Note-se que o cenário não muda no caso do arrendamento. Os benefícios fiscais concedidos pelo Governo Montenegro a senhorios que pratiquem “rendas moderadas” situam o tecto das rendas “moderadas” em 2300€, ou seja, num valor mensal semelhante à prestação acima referida para o caso da compra.
A luta contra a inflação faz parte da luta da classe trabalhadora para aumentar os seus salários e condições de vida.
O mercado da habitação de Lisboa é, portanto, acessível a cerca de 1% da população total do país e a indistinguíveis migalhas da sua população jovem. E nas restantes grandes cidades pouca diferença há, porque, embora os preços do imobiliário sejam inferiores a Lisboa, também o são os rendimentos do trabalho.

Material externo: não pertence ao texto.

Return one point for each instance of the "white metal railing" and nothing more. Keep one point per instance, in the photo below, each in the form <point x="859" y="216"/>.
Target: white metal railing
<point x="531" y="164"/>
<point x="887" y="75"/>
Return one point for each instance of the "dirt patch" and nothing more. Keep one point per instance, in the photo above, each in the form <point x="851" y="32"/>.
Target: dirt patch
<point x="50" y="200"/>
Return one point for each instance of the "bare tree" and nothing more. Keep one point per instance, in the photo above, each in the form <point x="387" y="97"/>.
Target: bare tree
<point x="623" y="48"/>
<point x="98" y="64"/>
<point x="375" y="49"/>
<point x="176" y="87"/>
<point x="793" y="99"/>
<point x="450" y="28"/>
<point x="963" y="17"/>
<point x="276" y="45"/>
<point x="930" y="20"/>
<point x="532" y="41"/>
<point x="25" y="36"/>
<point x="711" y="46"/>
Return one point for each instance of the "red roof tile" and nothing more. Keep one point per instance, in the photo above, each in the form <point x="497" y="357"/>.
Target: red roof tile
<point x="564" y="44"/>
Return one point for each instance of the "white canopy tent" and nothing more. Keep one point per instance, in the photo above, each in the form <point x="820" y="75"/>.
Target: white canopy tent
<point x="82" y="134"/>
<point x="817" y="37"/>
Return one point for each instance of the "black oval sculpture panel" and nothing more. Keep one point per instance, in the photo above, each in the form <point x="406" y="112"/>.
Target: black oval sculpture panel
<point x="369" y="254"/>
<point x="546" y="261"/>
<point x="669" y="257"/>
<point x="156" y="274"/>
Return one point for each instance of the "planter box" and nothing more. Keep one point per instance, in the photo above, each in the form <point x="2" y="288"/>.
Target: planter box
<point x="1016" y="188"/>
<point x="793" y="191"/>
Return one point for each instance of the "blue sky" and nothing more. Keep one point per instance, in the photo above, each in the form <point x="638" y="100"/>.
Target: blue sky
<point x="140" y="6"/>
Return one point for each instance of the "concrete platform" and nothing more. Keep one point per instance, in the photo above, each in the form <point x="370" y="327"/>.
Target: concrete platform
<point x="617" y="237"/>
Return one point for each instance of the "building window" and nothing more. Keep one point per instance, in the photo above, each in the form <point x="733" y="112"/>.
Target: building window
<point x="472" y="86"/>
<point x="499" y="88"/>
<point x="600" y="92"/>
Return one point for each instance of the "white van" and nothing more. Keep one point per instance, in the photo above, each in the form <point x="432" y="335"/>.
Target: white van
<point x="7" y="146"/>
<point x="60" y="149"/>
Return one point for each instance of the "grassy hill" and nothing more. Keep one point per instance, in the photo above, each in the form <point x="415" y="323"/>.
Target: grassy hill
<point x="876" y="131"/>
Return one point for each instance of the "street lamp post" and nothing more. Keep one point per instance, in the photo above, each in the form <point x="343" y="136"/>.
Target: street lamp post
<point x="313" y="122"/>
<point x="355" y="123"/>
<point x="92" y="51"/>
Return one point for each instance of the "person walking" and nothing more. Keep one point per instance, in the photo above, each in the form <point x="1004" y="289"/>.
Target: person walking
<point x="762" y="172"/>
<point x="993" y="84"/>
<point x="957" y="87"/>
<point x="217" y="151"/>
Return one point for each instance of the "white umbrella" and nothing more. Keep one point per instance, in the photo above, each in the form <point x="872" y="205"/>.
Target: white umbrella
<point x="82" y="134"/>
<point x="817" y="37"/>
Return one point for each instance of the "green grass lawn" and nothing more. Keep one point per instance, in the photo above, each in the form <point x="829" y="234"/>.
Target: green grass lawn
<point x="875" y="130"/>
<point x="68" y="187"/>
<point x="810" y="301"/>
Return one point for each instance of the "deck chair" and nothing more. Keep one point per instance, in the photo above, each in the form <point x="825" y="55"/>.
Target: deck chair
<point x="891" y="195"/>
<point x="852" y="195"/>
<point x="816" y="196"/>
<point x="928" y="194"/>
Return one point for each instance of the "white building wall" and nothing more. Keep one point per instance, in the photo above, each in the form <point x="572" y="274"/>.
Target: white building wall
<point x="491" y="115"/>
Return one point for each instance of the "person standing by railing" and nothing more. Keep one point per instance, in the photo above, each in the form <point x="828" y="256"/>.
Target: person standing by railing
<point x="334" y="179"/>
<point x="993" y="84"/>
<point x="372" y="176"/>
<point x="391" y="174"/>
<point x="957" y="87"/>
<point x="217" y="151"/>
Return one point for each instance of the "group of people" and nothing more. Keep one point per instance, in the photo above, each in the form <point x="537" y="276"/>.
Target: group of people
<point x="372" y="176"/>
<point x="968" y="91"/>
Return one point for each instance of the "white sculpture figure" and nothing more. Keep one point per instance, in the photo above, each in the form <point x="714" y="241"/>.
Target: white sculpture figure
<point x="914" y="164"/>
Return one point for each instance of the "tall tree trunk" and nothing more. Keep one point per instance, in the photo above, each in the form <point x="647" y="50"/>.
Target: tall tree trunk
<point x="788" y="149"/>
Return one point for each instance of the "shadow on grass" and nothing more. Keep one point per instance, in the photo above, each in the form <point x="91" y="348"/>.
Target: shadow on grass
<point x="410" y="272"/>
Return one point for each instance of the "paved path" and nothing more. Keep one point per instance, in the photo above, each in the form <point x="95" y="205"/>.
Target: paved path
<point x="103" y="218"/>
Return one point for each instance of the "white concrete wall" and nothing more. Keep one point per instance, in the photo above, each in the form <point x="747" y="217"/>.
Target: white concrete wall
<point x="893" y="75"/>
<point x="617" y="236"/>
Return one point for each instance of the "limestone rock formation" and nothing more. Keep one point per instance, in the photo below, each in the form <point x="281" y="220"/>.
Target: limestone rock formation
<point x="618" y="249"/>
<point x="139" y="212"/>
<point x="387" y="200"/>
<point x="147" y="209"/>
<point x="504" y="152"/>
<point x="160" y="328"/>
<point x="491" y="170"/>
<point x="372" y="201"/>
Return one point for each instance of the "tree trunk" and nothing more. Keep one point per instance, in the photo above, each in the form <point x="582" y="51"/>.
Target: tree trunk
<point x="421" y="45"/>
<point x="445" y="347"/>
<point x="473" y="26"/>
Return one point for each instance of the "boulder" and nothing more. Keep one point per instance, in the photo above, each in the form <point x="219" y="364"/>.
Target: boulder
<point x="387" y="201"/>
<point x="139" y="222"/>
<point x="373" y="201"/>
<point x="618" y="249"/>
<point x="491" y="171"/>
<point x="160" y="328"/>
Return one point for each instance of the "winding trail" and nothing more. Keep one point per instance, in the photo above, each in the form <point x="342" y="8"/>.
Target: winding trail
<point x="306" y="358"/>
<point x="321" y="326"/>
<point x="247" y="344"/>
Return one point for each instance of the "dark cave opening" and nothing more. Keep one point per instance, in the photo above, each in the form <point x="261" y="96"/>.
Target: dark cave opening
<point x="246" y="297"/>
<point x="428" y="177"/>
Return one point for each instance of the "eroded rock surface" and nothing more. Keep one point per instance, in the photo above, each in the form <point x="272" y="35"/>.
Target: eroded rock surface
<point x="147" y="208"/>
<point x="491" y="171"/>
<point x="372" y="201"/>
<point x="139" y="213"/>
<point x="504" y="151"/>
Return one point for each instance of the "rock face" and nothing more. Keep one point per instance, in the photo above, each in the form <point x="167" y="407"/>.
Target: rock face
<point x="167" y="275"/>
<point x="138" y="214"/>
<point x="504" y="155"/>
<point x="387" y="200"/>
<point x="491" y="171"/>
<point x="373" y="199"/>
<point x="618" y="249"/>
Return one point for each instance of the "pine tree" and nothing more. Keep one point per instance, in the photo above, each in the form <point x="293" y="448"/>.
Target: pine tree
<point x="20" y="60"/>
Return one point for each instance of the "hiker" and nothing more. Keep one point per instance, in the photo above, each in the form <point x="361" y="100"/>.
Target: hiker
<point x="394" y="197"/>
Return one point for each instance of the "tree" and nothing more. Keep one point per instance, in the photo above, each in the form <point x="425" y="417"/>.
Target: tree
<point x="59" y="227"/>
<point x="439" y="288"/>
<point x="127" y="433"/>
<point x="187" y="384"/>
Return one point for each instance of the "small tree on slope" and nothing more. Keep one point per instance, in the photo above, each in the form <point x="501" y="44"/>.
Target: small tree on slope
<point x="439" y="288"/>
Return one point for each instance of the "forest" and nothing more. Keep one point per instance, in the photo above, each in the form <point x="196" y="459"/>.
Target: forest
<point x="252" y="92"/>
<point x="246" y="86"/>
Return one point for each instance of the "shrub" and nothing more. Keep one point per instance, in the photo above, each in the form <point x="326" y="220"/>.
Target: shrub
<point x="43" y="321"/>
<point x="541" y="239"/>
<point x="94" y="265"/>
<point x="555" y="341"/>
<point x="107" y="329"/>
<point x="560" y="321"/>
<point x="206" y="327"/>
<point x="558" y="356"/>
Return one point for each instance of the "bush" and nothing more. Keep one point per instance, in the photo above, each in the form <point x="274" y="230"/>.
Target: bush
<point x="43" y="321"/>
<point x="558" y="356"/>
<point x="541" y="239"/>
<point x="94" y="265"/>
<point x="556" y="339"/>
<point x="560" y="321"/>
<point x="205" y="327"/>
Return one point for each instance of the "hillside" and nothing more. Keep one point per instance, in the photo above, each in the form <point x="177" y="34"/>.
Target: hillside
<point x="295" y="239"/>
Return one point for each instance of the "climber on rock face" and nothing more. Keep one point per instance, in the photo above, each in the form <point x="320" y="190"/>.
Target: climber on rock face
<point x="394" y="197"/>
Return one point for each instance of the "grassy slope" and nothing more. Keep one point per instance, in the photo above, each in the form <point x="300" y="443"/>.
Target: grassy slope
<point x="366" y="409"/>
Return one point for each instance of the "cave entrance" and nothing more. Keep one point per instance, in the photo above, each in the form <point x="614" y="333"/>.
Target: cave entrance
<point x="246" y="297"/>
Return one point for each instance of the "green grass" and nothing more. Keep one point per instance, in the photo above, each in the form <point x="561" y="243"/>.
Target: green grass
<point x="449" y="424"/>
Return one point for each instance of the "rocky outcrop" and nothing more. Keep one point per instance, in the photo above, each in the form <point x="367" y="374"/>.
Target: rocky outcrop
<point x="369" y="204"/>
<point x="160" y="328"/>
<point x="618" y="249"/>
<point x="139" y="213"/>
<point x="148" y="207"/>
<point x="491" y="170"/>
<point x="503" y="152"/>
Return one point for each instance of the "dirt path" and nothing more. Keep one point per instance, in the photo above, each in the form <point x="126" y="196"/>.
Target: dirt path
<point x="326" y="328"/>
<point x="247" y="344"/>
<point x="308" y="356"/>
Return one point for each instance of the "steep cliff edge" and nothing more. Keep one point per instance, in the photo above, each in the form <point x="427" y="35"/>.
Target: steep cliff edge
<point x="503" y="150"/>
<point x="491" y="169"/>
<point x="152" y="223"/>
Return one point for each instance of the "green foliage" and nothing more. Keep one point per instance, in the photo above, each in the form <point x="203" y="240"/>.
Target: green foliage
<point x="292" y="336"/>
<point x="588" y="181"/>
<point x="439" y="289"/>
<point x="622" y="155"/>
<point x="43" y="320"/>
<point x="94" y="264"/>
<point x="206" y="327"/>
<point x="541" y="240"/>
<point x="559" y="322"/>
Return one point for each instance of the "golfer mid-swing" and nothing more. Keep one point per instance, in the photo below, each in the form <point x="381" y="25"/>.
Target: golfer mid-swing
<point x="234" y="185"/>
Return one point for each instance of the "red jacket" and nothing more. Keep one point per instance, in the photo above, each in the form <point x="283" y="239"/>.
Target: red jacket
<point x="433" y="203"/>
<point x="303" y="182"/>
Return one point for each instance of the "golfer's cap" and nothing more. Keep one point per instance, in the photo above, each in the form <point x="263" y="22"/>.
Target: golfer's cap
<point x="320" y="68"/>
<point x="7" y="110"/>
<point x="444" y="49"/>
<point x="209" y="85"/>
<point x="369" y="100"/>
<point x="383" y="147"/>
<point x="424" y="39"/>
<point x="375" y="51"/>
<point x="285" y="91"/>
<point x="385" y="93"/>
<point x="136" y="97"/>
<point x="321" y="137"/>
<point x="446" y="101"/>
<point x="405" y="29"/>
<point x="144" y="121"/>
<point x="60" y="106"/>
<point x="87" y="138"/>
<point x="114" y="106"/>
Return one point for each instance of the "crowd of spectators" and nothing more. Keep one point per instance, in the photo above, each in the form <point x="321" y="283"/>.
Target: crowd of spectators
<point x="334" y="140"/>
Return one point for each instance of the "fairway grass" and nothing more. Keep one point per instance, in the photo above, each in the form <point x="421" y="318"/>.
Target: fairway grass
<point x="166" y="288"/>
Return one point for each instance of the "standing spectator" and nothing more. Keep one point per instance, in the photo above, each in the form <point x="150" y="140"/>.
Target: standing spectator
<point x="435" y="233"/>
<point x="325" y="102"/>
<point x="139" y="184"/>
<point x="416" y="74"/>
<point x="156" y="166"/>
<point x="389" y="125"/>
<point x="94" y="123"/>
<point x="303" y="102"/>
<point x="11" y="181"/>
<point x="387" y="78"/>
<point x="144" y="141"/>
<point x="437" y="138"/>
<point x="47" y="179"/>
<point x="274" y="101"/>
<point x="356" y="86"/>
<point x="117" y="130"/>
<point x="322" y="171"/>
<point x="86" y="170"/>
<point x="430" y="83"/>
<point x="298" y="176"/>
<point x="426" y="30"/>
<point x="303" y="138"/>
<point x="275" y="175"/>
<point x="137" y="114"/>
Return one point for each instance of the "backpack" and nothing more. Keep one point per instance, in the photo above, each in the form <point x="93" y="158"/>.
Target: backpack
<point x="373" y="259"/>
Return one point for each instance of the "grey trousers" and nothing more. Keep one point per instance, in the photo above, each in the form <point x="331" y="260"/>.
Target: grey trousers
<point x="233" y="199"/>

Surge esta pergunta muito legítima: mas então como é que há transacções imobiliárias significativas em Portugal, pelo menos em Lisboa, que justifiquem estas subidas de preços e rendas, ainda por cima não sendo de prever que pessoas com rendimentos do mais alto escalão estejam sem abrigo?
A resposta é óbvia: a procura de imóveis é cada vez mais constituída não por trabalhadores locais à procura de tecto, mas por especuladores financeiros e imobiliários (organizados em “fundos”) espalhados pelo mundo inteiro onde quer que haja capitais em busca de aplicação rendosa (não esquecendo, é certo, que há decerto muito boa gente com rendimentos muito superiores aos declarados ao fisco, mas esses também não são trabalhadores).
Conclusão
A inflação é um instrumento da luta de classes contra a classe trabalhadora. A luta contra a inflação faz parte da luta da classe trabalhadora para aumentar os seus salários e condições de vida. Mas é uma parte que põe particularmente em relevo o carácter político dessa luta. Ela não se pode travar com o olhar fixo nos índices do INE e da Comissão Europeia, mas na construção de sindicatos de combate e de organização política que ajudem os trabalhadores a derrubar a sociedade de classes e a tomar colectivamente à sua conta os grandes meios de produção e de troca, incluindo a terra para construção.
1 The Pioneer Morning Briefing 27-03-2026, Gabor Steingart.